Let's re-run the Naive Bayes text classification model we ran at the end of chapter 3, with our selection choices from the previous exercise, on the volunteer dataset's title and category_desc columns.
* Instructions

    * Use train_test_split on the filtered_text text vector, the y labels (which is the category_desc labels), and pass the y set to the stratify parameter, since we have an uneven class distribution.
    * Fit the nb Naive Bayes model to train_X and train_y.
    * Score the nb model on the test_X and test_y test sets.


In [13]:
from sklearn.naive_bayes import GaussianNB
from sklearn.model_selection import train_test_split

nb = GaussianNB(priors=None)

In [14]:
y = temp_df["category_desc"]

In [15]:
# Split the dataset according to the class distribution of category_desc
train_X, test_X, train_y, test_y = train_test_split(filtered_text.toarray(), y, stratify=y)

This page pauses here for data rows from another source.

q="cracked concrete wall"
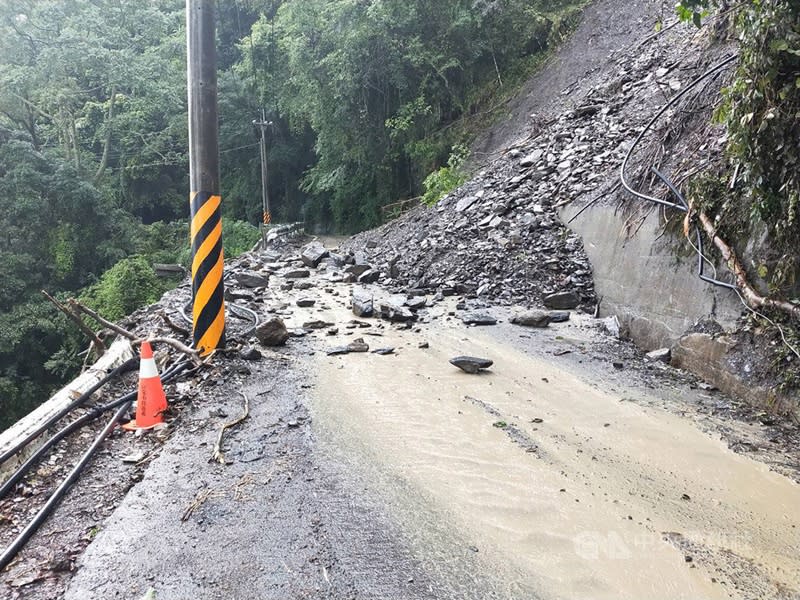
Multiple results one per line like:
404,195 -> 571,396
561,203 -> 742,350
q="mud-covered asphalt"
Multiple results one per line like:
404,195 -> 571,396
51,262 -> 800,600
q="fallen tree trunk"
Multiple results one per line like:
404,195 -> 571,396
0,339 -> 134,479
697,212 -> 800,318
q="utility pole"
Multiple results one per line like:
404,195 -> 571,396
186,0 -> 225,356
253,108 -> 272,246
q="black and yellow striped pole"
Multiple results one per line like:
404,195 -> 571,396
186,0 -> 225,355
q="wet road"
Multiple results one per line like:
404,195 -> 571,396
65,274 -> 800,600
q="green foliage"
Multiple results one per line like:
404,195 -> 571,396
422,146 -> 469,206
678,0 -> 800,291
222,219 -> 261,258
80,255 -> 166,321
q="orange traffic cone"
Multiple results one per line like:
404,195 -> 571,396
122,342 -> 167,431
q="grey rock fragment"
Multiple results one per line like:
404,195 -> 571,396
350,288 -> 375,317
381,302 -> 417,323
461,312 -> 497,325
300,242 -> 328,269
550,310 -> 570,323
450,356 -> 494,373
256,317 -> 289,346
283,269 -> 311,279
239,346 -> 261,360
234,271 -> 269,288
647,348 -> 672,363
511,309 -> 551,327
543,291 -> 581,310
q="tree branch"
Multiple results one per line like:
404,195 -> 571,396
42,290 -> 106,360
698,212 -> 800,318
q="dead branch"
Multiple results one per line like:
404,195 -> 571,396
684,212 -> 800,318
67,298 -> 136,340
158,312 -> 192,337
209,392 -> 250,465
69,298 -> 202,365
41,290 -> 106,360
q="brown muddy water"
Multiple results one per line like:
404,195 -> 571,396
297,288 -> 800,600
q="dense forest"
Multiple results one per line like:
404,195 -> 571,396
0,0 -> 581,428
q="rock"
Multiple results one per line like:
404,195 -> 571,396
234,271 -> 269,288
239,346 -> 261,360
303,320 -> 333,329
511,309 -> 550,327
461,312 -> 497,325
344,264 -> 370,279
453,196 -> 478,212
358,269 -> 381,283
300,242 -> 328,269
406,296 -> 428,310
647,348 -> 672,363
347,338 -> 369,352
542,291 -> 581,310
519,150 -> 544,167
256,317 -> 289,346
381,302 -> 417,323
549,310 -> 569,323
450,356 -> 494,373
350,288 -> 375,317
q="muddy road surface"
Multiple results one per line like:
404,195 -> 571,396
54,258 -> 800,600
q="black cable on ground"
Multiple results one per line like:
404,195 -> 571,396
0,356 -> 139,464
619,54 -> 739,293
619,54 -> 738,210
0,361 -> 191,499
0,400 -> 132,571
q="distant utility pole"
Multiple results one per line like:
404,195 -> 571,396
253,108 -> 272,243
186,0 -> 225,355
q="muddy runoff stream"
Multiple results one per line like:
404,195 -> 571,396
290,288 -> 800,600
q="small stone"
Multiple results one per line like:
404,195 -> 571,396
350,288 -> 375,317
234,271 -> 269,288
450,356 -> 494,373
511,309 -> 551,327
358,269 -> 381,283
303,320 -> 333,329
461,312 -> 497,325
550,310 -> 570,323
256,317 -> 289,346
543,291 -> 581,310
347,338 -> 369,352
300,242 -> 328,269
239,346 -> 261,360
647,348 -> 672,363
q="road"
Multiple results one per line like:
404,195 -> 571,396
65,253 -> 800,600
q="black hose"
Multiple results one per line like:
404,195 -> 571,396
650,167 -> 739,292
0,356 -> 139,464
619,54 -> 739,293
0,400 -> 132,571
619,54 -> 737,210
0,361 -> 190,499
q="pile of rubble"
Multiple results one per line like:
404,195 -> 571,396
343,28 -> 728,311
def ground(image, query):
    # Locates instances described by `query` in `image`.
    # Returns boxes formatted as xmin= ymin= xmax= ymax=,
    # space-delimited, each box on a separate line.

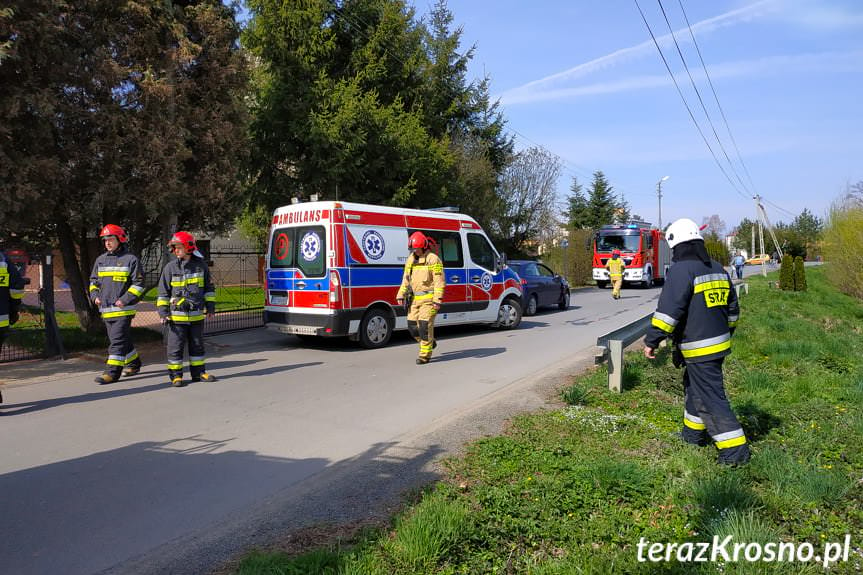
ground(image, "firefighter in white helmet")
xmin=644 ymin=218 xmax=749 ymax=465
xmin=396 ymin=232 xmax=446 ymax=365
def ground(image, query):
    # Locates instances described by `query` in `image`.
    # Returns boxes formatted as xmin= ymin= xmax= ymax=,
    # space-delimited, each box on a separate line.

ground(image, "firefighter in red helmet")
xmin=605 ymin=250 xmax=626 ymax=299
xmin=90 ymin=224 xmax=144 ymax=383
xmin=156 ymin=232 xmax=216 ymax=387
xmin=396 ymin=231 xmax=446 ymax=365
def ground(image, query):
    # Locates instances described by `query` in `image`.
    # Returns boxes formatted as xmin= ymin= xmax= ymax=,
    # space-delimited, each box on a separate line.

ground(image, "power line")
xmin=656 ymin=0 xmax=752 ymax=195
xmin=677 ymin=0 xmax=756 ymax=195
xmin=633 ymin=0 xmax=749 ymax=200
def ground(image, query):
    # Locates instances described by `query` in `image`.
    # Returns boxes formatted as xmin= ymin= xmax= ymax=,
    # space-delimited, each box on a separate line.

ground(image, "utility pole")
xmin=656 ymin=176 xmax=671 ymax=230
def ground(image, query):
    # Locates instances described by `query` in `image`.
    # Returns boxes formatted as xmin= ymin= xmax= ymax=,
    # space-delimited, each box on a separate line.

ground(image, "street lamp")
xmin=656 ymin=176 xmax=671 ymax=230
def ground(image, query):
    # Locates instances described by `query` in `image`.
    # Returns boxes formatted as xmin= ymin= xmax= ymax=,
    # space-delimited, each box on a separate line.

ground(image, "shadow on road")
xmin=432 ymin=347 xmax=506 ymax=363
xmin=219 ymin=361 xmax=323 ymax=381
xmin=0 ymin=435 xmax=441 ymax=575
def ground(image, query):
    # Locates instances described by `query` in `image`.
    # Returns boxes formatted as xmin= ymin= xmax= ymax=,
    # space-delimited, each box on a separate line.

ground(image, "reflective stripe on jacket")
xmin=396 ymin=252 xmax=446 ymax=303
xmin=644 ymin=259 xmax=740 ymax=363
xmin=0 ymin=252 xmax=24 ymax=328
xmin=90 ymin=244 xmax=144 ymax=319
xmin=156 ymin=256 xmax=216 ymax=323
xmin=605 ymin=258 xmax=626 ymax=279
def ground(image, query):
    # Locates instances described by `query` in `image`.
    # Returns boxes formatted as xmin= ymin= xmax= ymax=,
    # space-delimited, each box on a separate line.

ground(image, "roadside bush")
xmin=824 ymin=202 xmax=863 ymax=299
xmin=779 ymin=254 xmax=794 ymax=291
xmin=794 ymin=256 xmax=806 ymax=291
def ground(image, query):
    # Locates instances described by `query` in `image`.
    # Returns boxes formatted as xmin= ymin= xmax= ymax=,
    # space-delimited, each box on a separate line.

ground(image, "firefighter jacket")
xmin=396 ymin=251 xmax=446 ymax=303
xmin=156 ymin=256 xmax=216 ymax=323
xmin=0 ymin=252 xmax=24 ymax=329
xmin=90 ymin=244 xmax=144 ymax=319
xmin=605 ymin=258 xmax=626 ymax=280
xmin=644 ymin=259 xmax=740 ymax=363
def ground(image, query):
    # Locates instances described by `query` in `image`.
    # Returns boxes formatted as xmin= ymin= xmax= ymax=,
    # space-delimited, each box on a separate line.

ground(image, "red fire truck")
xmin=593 ymin=222 xmax=671 ymax=288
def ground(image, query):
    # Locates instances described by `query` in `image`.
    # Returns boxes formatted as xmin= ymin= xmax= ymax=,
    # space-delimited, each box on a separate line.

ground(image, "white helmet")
xmin=665 ymin=218 xmax=704 ymax=249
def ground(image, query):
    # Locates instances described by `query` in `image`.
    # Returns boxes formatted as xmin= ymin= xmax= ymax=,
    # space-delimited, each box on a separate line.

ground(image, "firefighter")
xmin=605 ymin=250 xmax=626 ymax=299
xmin=396 ymin=232 xmax=445 ymax=365
xmin=90 ymin=224 xmax=144 ymax=384
xmin=644 ymin=218 xmax=749 ymax=465
xmin=156 ymin=232 xmax=216 ymax=387
xmin=0 ymin=245 xmax=24 ymax=403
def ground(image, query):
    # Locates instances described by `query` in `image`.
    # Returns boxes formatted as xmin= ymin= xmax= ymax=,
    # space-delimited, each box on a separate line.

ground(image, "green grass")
xmin=7 ymin=306 xmax=162 ymax=353
xmin=231 ymin=268 xmax=863 ymax=575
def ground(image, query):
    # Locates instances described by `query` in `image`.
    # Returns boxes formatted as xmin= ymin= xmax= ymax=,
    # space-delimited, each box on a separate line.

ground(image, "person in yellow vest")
xmin=605 ymin=250 xmax=626 ymax=299
xmin=396 ymin=232 xmax=446 ymax=365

# Fit the model to the training data
nb.fit(train_X, train_y)

# Print out the model's accuracy
print(nb.score(test_X, test_y))

0.535483870967742


## Using PCA

Let's apply PCA to the wine dataset, to see if we can get an increase in our model's accuracy.
* Instructions

    * Set up the PCA object. You'll use PCA on the wine dataset minus its label for Type, stored in the variable wine_X.
    * Apply PCA to wine_X using pca's fit_transform method and store the transformed vector in transformed_X.
    * Print out the explained_variance_ratio_ attribute of pca to check how much variance is explained by each component.


In [16]:
from sklearn.decomposition import PCA

# Set up PCA and the X vector for diminsionality reduction
pca = PCA()
wine_X = wine.drop("Type", axis=1)

# Apply PCA to the wine dataset
transformed_X = pca.fit_transform(wine_X)

# Look at the percentage of variance explained by the different components
print(pca.explained_variance_ratio_)

[9.98091230e-01 1.73591562e-03 9.49589576e-05 5.02173562e-05
 1.23636847e-05 8.46213034e-06 2.80681456e-06 1.52308053e-06
 1.12783044e-06 7.21415811e-07 3.78060267e-07 2.12013755e-07
 8.25392788e-08]


In [17]:
from sklearn.neighbors import KNeighborsClassifier

knn = KNeighborsClassifier(algorithm='auto', leaf_size=30, metric='minkowski',
           metric_params=None, n_jobs=1, n_neighbors=5, p=2,
           weights='uniform')

In [19]:
# Split the transformed X and the y labels into training and test sets
y = wine['Type']
X_wine_train, X_wine_test, y_wine_train, y_wine_test = train_test_split(transformed_X, y)

# Fit knn to the training data
knn.fit(X_wine_train, y_wine_train)

# Score knn on the test data and print it out
print(knn.score(X_wine_test, y_wine_test))

0.7333333333333333